Tonina vio los puestos de los vendedores de flores y corrió hacia allí sin pensarlo, tratando de abrirse paso entre la multitud, estudiando con avidez aquel despliegue oloroso y colorido. ¡Una flor roja! Y otra. Cogía una, la examinaba a la luz de las antorchas, la dejaba para coger otra, y otra, hasta que uno de los comerciantes le gritó que eligiera una o se largara. Águila Brava le preguntó con la mirada, y ella dijo decepcionada:

—No es aquí.

Un Ojo observaba a los dos jóvenes y cuando se alejaron de los puestos de flores los siguió discretamente entre la gente esperando que se presentara la ocasión. Chocó contra ella, musitó una disculpa en maya y desapareció.

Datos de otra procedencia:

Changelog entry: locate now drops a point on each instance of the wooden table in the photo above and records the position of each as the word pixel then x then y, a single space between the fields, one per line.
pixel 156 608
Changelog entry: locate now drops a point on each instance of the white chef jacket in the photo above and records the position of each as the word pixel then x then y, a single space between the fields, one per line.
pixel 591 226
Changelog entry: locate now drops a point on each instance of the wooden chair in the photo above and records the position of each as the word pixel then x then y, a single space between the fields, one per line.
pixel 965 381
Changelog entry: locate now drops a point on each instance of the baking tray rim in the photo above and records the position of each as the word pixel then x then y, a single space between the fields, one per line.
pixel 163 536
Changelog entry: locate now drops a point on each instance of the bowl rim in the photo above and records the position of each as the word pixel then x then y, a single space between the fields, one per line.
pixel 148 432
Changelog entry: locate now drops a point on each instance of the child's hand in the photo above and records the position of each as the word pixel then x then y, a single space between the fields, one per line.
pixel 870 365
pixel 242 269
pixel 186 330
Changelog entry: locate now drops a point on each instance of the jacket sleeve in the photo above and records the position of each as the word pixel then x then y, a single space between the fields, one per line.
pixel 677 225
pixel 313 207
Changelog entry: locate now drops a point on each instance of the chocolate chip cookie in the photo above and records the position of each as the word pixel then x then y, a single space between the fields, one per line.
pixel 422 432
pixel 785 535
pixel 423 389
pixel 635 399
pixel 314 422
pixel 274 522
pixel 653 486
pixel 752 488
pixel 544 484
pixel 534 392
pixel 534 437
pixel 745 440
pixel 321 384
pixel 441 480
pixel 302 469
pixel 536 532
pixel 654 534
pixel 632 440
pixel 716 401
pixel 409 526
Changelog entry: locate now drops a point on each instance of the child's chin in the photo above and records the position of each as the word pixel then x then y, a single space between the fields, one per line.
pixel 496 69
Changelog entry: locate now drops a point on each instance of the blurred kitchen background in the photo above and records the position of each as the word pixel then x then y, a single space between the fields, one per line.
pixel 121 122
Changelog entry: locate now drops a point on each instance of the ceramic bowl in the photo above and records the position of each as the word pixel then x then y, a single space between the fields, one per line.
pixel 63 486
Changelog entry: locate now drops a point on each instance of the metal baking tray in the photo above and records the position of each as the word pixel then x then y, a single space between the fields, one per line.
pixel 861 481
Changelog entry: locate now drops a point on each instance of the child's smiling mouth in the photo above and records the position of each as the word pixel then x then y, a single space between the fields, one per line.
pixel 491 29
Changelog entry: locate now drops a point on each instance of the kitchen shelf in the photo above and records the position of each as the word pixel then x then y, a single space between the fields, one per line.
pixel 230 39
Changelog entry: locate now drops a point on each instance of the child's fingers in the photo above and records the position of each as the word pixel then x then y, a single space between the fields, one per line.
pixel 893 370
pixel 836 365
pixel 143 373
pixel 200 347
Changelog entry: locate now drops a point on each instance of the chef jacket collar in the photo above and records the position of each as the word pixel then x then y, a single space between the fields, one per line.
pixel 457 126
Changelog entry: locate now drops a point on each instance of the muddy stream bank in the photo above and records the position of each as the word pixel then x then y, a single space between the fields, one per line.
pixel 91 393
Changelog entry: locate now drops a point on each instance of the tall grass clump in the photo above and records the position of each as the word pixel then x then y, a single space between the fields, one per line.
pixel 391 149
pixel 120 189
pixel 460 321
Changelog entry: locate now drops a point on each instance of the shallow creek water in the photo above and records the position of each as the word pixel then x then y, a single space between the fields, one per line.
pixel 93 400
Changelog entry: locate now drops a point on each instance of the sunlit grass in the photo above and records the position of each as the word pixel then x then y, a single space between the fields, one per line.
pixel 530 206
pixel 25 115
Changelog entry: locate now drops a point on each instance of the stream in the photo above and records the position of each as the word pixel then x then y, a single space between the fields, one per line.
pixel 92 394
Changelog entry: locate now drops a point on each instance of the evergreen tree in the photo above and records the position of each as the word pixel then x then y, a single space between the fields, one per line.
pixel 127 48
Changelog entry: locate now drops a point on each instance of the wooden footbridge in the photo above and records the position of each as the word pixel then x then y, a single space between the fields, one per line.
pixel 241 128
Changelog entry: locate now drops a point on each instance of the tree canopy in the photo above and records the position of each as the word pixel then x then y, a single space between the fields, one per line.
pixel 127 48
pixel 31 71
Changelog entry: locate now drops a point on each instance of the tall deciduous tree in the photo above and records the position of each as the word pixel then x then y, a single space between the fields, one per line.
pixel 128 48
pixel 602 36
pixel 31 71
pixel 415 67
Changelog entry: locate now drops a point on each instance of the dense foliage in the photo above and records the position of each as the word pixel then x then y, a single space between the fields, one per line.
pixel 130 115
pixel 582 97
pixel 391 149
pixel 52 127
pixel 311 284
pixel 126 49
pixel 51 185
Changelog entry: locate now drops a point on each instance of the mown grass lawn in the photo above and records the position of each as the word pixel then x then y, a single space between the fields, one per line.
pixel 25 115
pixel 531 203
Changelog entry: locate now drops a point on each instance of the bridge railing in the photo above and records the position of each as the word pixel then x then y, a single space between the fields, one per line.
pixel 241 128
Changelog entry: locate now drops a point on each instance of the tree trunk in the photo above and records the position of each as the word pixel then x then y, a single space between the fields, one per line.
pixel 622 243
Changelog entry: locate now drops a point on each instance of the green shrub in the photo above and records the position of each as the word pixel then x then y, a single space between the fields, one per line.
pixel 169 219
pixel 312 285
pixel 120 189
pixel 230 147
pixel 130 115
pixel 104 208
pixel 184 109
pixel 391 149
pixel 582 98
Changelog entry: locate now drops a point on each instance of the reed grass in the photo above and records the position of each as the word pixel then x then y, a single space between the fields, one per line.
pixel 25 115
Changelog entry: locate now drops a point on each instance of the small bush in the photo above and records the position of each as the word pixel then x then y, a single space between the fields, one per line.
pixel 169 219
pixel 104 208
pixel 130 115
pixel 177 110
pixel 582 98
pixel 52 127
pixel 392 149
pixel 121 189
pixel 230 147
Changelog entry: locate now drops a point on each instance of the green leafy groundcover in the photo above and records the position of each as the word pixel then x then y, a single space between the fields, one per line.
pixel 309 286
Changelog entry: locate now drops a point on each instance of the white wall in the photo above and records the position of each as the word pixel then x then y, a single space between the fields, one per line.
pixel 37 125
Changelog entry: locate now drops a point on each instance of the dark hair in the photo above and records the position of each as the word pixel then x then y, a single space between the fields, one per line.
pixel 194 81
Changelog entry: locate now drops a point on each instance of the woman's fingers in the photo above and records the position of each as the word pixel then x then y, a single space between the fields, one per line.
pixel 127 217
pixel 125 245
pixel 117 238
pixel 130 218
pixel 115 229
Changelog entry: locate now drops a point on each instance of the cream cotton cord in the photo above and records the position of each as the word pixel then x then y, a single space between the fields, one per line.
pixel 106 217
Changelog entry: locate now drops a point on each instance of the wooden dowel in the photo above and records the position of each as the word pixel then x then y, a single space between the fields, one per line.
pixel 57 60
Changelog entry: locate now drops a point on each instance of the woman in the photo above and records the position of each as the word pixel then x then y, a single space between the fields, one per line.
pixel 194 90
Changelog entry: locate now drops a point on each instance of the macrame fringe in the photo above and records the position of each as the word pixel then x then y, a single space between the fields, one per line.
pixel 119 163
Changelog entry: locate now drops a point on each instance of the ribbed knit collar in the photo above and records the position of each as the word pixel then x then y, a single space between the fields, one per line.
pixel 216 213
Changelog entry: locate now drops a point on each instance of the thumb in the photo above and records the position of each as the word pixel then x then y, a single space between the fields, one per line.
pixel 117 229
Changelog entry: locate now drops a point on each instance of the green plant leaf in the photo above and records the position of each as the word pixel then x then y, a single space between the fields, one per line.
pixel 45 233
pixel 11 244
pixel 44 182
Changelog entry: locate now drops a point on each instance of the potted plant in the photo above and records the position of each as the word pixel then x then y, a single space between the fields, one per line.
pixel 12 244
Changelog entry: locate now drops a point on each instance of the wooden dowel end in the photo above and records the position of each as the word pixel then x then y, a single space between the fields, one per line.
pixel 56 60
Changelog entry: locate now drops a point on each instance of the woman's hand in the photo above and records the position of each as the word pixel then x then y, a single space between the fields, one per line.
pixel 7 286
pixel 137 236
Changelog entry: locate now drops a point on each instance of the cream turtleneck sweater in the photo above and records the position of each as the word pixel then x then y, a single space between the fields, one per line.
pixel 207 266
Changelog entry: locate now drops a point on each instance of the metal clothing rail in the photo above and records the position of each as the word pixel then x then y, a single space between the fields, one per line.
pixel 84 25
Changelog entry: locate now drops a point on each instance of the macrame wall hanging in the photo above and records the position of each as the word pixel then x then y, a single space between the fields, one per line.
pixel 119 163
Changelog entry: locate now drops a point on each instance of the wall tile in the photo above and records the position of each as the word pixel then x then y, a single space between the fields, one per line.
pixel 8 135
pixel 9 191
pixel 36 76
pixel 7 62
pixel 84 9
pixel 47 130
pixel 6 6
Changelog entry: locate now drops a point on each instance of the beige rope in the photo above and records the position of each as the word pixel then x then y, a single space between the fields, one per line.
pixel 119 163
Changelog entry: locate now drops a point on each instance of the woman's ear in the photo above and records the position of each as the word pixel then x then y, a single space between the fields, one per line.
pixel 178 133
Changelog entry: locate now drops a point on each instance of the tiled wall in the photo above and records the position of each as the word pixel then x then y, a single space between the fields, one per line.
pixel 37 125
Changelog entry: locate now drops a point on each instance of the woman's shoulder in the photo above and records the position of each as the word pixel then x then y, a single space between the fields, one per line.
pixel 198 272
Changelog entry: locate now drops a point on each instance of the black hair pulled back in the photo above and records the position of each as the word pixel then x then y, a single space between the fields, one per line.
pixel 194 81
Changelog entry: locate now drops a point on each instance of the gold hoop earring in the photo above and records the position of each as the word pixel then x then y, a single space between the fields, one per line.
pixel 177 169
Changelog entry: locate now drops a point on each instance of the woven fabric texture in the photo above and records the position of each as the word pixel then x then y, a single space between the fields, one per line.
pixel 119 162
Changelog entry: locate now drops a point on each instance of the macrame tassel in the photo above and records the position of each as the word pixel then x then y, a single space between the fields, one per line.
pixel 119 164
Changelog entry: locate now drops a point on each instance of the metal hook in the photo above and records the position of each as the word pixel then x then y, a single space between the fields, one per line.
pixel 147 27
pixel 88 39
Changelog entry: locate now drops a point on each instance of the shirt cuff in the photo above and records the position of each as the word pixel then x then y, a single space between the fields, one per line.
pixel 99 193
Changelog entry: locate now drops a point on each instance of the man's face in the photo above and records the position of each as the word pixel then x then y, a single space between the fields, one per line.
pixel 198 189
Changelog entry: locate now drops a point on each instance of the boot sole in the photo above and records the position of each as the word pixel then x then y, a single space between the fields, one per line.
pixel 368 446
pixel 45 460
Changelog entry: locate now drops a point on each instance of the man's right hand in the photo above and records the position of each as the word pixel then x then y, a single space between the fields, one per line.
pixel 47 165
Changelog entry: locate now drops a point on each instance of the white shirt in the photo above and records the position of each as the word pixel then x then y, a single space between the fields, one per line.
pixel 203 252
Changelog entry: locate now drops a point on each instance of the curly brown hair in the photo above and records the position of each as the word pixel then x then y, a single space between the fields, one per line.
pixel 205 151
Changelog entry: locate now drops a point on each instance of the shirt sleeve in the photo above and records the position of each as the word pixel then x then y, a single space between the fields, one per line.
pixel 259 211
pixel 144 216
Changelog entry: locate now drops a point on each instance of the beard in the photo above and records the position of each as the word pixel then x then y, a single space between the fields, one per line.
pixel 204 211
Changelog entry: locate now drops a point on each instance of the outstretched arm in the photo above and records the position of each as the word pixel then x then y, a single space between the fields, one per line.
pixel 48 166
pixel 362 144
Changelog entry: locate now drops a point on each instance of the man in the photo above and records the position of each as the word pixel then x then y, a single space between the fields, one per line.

Cuando nadie le veía, abrió la bolsita que le había cortado del cinto; el ojo que le quedaba casi se le salió de la cuenca. ¡Perlas! Redondas y perfectas. ¿Qué hacían aquellos dos con semejante fortuna? No importaba. Un Ojo casi se puso a bailar de alegría. Ahora podría dejar aquel miserable lugar y retirarse a una isla, donde se construiría una bonita casa y se casaría con una mujer oronda que le daría diez hijos. Comería carne y langostas a diario. Vestiría con algodón y plumas, y se haría llamar rey. Y…

—¡Guay!

Un Ojo se volvió sobresaltado. La joven había descubierto el robo y se estaba lamentando.

¡Guay! —gritó otra vez, mientras la multitud se movía alrededor sin demostrar el menor interés.

Un Ojo se quedó paralizado. La joven parloteaba con expresión desamparada con su acompañante, y las palabras que salían de su boca eran claramente de un dialecto de las islas. Abrió la boca, perplejo. Entonces vio los símbolos blancos pintados en su cara y sus largos cabellos decorados con conchas. ¡Aquella joven era de las islas!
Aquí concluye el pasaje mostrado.